EPSCoR Research Fellows: NSF: Integrated Photonic Platforms Empowered by Solution-Processed Wide-Bandgap Perovskites

Integrated Photonics, encompassing functional devices like light-emitting diodes (LEDs) and lasers, waveguides, filters, modulators, and photodetectors miniaturized onto a single chip, holds transformative and revolutionary impacts on signal sensing, processing, and communication. This EPSCoR Research Fellows project focuses on a family of emerging wide-bandgap crystals, namely layered cesium lead halide perovskites, and explores their potential in integrated photonics.

Supported by the Fellowship program, the principal investigator (PI) and her graduate student from the University of Nebraska-Lincoln (UNL) will carry out the project via extended visits and collaboration with researchers at the National Institute of Standards and Technology (NIST). The successful implementation of the proposed research will not only advance the understanding of the crystal growth and patterning synthesis of wide-bandgap perovskites from solution processes, but also empower cost-effective integrated photonic platforms that can be utilized for future exploration of light-matter interaction in both classical and quantum regimes.

Moreover, the Fellowship will provide unique opportunities for an Assistant Professor and her graduate student to access the world-class cleanroom and nanofabrication facilities at NIST, to establish long-term collaboration between UNL and NIST, and thus to shape PI’s career trajectory and the quantum research and education landscape at UNL and Nebraska Jurisdiction.

This Fellowship project aims to transform the field of integrated photonics through interdisciplinary research on wide-bandgap (WBG) cesium lead halide perovskites (CLHPs) and their device design and fabrication to realize high-quality photonic devices in a cost-effective manner. Distinguishing from conventional WBG materials (e.g., diamond and silicon carbide) that require complex and expensive synthesis and patterning processes, CLHPs possess tunable bandgap energies while enjoying the easiness of hydrothermal synthesis in solution.

The proposed research is strategized to integrate numerical design and experimental investigation and leverage the state-of-the-art fabrication and optical characterization facilities at the host site, NIST. Two primary objectives are outlined as (1) Understanding the solution-based synthesis of inorganic WBG perovskites and developing a methodology to realize direct patterning sub-micrometer features; and (2) Employing non-classical states, such as topological states and bound states in the continuum (BIC), in device designs to achieve fabrication-tolerant photonic devices.

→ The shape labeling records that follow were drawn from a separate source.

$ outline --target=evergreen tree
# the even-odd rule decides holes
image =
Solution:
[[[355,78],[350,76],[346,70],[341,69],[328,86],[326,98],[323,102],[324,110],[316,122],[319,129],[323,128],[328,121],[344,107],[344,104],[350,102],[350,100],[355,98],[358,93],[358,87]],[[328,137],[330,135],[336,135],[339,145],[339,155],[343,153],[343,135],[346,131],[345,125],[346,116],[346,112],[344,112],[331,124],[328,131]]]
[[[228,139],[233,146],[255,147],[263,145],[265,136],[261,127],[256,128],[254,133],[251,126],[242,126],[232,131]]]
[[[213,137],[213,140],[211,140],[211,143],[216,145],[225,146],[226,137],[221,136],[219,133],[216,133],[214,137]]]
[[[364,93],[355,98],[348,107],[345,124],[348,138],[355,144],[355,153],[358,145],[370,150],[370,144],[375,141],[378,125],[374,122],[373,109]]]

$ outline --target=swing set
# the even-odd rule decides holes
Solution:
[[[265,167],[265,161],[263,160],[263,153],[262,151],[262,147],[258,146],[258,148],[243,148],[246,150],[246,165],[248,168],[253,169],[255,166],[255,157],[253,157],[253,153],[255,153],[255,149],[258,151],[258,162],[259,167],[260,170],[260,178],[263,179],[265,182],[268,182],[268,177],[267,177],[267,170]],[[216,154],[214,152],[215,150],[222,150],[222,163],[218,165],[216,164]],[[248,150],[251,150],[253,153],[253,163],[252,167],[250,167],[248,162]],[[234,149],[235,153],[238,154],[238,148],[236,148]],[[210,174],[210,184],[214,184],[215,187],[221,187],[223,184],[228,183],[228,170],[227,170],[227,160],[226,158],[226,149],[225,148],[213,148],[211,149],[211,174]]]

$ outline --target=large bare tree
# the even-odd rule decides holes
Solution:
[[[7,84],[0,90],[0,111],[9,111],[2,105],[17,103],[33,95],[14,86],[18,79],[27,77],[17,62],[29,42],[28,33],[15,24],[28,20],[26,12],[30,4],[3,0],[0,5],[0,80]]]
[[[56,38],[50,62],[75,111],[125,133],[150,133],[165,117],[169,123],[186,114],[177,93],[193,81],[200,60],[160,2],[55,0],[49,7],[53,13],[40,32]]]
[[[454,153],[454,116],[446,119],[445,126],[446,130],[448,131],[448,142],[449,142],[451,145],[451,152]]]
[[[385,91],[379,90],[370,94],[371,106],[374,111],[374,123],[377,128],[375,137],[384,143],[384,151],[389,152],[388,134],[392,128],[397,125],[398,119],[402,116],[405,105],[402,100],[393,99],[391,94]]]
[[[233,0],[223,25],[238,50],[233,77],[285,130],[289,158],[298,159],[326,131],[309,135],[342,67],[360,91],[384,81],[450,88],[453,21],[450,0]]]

The proposed research will engender an innovative direct-patterning methodology and advance the understanding of crystal growth in solution synthesis and capillary force-driven self-assembly, providing invaluable guidelines for other solution-processed inorganic and organic crystals beyond WBG perovskites. The topological device designs, of which properties are not sensitive to local defects, will elegantly compensate for the possible deficiency in the patterning precision and uniformity of the solution process and promise robust device performance.

The integrated photonic platform developed here can serve as a steppingstone toward all-perovskite photonic integrated circuits (PICs) and a unique testbed to investigate the macroscopic quantum phenomena.

This award reflects NSF's statutory mission and has been deemed worthy of support through evaluation using the Foundation's intellectual merit and broader impacts review criteria.